Mateo Luna Assef, el resultado de una apuesta colectiva
Nadador desde los 3 años. Y desde los 10 en forma competitiva. El estudiante de 4to año del CUP fue convocado para ser parte del Seleccionado Nacional para el Campeonato Sudamericano.

En la casa de los Luna Assef aún resonaban las anécdotas de la participación del Equipo Municipal de Natación en el Nacional Cadetes, cuando el mensaje del entrenador Pablo García sumó alegrías colectivas y lágrimas de emoción a la familia: porque el más pequeño de ellos, Mateo (15 años), había sido convocado para integrar el equipo nacional de natación para el Sudamericano de fines de año, a realizarse en Buenos Aires.

Ahí todo cobró más sentido, las felicitaciones a Pablo García por parte de sus pares entrenadores por lo que viene consiguiendo Comodoro Rivadavia a nivel federal, pero también por el desempeño de Mateo, quien estuvo a 15 milésimas de segundo de clasificar a la Selección Nacional, cuando cerró un campeonato nacional en 50 metros pecho.

El logro colectivo -eso que ratifica que no importa de dónde sos sino de la calidad de entrenadores y nadadores con la cual contás- ya estaba ratificado. Pero la convocatoria de Mateo vino a consolidar ese trabajo en silencio que desarrolla García en compañía del profesor Federico Lastra.

“Creo que trabajamos para eso. En forma intensa y comprometida. Pero mi convocatoria me sorprendió. Me parece que fue el jueves cerca de las 3 de la tarde cuando el ‘profe’ Pablo me mandó un mensaje donde había una lista”, comenta Mateo a El Patagónico.

“Che, Mate fijate bien”, fue el mensaje claro y conciso del entrenador. Cuando vio su nombre en los convocados para la Selección, la emoción invadió a la familia.

“Tengo 15 años recién cumplidos. Y voy a nadar desde los 3 años. Y en el equipo de competición estoy desde los 10 años. Primero fue con Pablo (García), luego con Fede (Lastra) y luego con Pablo para una preparación intensa para lo que fue el último Nacional”, describe.

“Yo no les vengo a vender un circo, de 6 pruebas vamos a ir a buscar resultados, aunque sea en 2 estilos”, les dijo García seis semanas antes del desafío. Los chicos seleccionados acusaron recibo y se pusieron manos a la obra.

“Yo a Pablo lo veo como buen ‘profe’, cada vez que lo veo me potencia y con ‘Fede’ sumamos como grupo. De hecho, en el Nacional anterior estuve a 2 segundos de un récord nacional en 100 pechos y todo fue gracias a él”, sentencia. Nada fue librado al azar, y en el caso de Mateo se tuvo que organizar entre ir a la escuela (CUP), el gimnasio y la pileta.
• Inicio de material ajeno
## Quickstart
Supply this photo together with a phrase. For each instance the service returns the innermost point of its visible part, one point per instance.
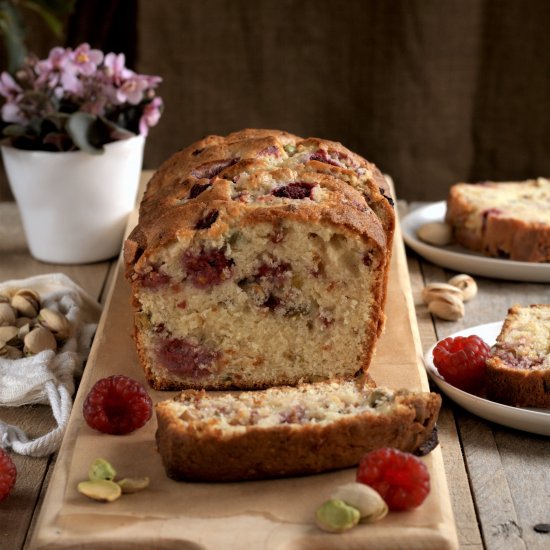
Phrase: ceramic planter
(74, 205)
La carga en el día a día es mucha, pero Mateo sostiene que lo lleva bien “ahora tengo el Sudamericano y no pienso. Mi familia me apoya (papá Diego, exfutbolista y rugbier y mamá Brenda).

“Todavía es todo muy reciente, pero espero una preparación más intensa hasta el llamado a ir al CENARD. Sí para este último Nacional fueron 6 semanas intensas. Ahora me espera lo mismo, pero para 3 o 4 meses. Pero me gusta. De hecho, para no abandonar (sinceramente), yo cuando yo me metí en el ámbito de la natación me propuse metas y eso me inspira a no bajar los brazos. Y más allá de lo deportivo, la idea es pasarla bien con los chicos. Lo competitivo son solo momentos. Yo con el equipo me siento re bien.

Cuando la paso bien no me importan mucho los resultados”, destaca. Así, el adolescente que se encuentra en Trelew por el cumpleaños de un amigo, que sigue de vez en cuando los partidos de Boca Juniors, que se esmera en su cuarto año de secundaria, que se proyecta como futuro profesional en el mundo de la economía o las relaciones internacionales, vive un presente próspero. Una meta más lo espera en su vida como integrante del Equipo Municipal de Natación.

Pero a la vez no olvida a quiénes son parte de este presente próspero para él: sus padres, sus entrenadores y sus compañeros/as de equipo, donde pasarla bien le quita presión cuando se acercan las competencias. Entonces los logros son colectivos, Mateo es un reflejo de ello.